Suatu hari Bapak Uskup sedang memeriksa kelayakan para calon krisma di sebuah paroki.
“Dengan tanda apakah orang bisa mengenali anda sebagai seorang Katolik?” tanyanya.
Tidak ada jawaban.
Uskup mengulangi pertanyaannya. Belum juga ada jawaban.

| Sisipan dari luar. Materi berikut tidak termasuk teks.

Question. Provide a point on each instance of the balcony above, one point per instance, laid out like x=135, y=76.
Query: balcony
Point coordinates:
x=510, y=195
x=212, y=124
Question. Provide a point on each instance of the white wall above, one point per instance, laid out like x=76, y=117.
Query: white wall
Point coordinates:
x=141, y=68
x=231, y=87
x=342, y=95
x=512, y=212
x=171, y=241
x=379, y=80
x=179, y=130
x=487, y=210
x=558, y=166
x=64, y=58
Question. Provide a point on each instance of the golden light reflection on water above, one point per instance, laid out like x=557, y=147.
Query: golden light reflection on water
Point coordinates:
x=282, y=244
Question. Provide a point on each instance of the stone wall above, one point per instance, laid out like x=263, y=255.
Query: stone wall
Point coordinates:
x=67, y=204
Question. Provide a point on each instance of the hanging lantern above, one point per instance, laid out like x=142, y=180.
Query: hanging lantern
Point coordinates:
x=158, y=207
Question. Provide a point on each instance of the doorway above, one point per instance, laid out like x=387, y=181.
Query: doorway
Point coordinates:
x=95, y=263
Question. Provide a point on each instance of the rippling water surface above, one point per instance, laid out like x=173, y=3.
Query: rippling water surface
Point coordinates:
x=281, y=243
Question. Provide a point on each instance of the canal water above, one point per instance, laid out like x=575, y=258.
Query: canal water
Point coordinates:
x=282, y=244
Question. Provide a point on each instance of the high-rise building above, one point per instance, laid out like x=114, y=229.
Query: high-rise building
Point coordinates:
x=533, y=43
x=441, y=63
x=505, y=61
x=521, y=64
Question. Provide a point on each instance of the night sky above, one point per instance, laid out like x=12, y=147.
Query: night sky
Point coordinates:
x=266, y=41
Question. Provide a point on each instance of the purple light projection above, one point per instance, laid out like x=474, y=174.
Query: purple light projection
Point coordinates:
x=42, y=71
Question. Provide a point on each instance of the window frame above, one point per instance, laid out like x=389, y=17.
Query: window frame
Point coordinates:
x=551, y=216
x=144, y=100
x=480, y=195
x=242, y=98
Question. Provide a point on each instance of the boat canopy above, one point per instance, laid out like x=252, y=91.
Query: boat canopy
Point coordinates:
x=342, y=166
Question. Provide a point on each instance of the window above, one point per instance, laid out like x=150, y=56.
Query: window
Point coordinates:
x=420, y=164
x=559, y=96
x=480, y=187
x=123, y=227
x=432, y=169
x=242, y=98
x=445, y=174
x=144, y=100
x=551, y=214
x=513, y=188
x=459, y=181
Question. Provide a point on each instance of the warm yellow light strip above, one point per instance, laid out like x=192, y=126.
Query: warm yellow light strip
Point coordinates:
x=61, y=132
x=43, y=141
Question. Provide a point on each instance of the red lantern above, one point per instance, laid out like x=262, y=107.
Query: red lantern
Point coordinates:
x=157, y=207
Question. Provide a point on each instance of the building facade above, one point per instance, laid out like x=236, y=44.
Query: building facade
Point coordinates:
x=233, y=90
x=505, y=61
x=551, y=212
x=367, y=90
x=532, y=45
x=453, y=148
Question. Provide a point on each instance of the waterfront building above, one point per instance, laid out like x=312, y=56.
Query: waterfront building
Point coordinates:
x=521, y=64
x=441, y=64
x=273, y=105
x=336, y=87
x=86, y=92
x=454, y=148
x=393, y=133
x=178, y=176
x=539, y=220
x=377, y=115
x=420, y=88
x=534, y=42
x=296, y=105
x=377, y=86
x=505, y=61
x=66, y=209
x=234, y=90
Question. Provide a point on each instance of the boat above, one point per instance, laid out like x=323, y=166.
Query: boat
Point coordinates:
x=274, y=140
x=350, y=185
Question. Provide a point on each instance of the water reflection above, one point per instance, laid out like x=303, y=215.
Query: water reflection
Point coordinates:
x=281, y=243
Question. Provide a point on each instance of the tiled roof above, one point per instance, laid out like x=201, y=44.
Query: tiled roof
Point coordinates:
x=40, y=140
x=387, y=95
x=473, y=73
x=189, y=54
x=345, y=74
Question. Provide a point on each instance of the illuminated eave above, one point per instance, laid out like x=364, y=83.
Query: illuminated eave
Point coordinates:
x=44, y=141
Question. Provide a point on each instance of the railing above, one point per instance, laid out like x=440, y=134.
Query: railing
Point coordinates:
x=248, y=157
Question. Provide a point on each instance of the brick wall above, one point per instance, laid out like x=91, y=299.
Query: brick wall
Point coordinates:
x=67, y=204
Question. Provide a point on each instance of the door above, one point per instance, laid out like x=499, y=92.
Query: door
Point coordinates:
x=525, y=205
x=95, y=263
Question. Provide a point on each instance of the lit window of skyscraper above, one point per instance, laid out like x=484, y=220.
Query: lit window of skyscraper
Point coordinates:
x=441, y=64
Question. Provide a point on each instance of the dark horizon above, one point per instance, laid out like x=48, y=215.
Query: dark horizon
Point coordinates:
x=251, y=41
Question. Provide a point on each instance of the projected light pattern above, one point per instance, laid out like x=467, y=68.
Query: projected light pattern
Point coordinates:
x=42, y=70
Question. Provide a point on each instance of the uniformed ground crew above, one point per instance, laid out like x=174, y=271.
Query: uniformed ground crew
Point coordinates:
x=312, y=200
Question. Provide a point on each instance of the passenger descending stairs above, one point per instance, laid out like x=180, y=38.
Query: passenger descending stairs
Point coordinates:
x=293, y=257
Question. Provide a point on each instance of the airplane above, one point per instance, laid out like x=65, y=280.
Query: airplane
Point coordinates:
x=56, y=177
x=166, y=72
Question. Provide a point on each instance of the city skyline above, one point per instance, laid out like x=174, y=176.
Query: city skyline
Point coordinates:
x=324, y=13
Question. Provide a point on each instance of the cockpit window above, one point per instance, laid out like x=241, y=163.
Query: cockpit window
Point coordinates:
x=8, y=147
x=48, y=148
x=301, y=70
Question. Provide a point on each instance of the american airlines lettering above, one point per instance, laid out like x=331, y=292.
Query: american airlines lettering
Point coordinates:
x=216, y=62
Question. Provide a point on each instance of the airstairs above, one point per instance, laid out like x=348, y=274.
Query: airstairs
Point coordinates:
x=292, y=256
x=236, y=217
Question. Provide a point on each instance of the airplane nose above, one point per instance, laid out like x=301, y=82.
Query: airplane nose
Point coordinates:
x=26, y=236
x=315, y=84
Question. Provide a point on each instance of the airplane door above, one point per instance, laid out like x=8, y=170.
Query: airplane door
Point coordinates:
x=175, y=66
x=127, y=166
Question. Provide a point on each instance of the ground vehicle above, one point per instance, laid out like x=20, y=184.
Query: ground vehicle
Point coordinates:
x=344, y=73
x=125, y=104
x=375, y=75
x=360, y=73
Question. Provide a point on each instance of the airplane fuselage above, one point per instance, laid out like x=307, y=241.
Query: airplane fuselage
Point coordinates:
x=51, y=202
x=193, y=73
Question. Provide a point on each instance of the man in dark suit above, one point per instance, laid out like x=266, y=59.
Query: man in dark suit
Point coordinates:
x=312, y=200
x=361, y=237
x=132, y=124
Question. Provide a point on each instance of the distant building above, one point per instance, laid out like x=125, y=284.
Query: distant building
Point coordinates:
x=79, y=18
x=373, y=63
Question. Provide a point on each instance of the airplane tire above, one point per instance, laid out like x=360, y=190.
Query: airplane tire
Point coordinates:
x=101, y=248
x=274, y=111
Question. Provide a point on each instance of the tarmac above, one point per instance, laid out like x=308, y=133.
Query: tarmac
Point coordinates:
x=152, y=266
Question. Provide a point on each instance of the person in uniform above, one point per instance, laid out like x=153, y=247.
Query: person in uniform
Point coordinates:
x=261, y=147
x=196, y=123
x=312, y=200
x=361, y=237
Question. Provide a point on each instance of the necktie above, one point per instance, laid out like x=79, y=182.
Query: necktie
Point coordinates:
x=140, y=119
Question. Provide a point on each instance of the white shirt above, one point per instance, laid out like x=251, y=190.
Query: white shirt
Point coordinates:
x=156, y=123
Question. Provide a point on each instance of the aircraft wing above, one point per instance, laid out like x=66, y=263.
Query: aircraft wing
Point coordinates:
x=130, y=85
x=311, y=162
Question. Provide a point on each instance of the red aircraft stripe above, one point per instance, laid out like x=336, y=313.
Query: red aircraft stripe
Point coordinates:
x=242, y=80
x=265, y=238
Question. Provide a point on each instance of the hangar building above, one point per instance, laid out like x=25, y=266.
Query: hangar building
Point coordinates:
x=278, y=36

Lalu ia mengulangi pertanyaan itu sekali lagi sambil membuat tanda salib, untuk menunjukkan bahwa tanda untuk mengenali seorang katolik adalah tanda salib.
Namun, tiba-tiba salah satu calon menjawab dengan lantang: “Cinta!” katanya.
Uskup agak kecewa. Hampir saja ia berkata: “Salah!” tetapi tepat waktu itu ia dapat menguasai dirinya. Bukankah cinta juga merupakan tanda nyata seorang Katolik?
Iman, agama, bukan hanya ajaran dan aturan yang harus diikuti. Tetapi harus nyata dalam tindakan sehari-hari. “Bukan setiap orang yang berseru kepada-Ku: Tuhan, Tuhan! akan masuk ke dalam Kerajaan Sorga, melainkan dia yang melakukan kehendak Bapa-Ku yang di sorga.” (Mat 7: 21).
Apakah saya mengatakan ya kepada Allah dalam kata-kata tetapi tidak melakukan kehendak-Nya dalam tindakan nyata? Apakah saya terlalu yakin akan kebenaran saya sendiri untuk mengakui bahwa saya adalah orang berdosa? Apakah saya seorang Kristen pada hari Minggu tetapi tidak pada hari Senin dan sepanjang minggu?
Tuhan, bantulah saya menjadi seorang yang konsekuen dan konsisten dalam iman. Amin.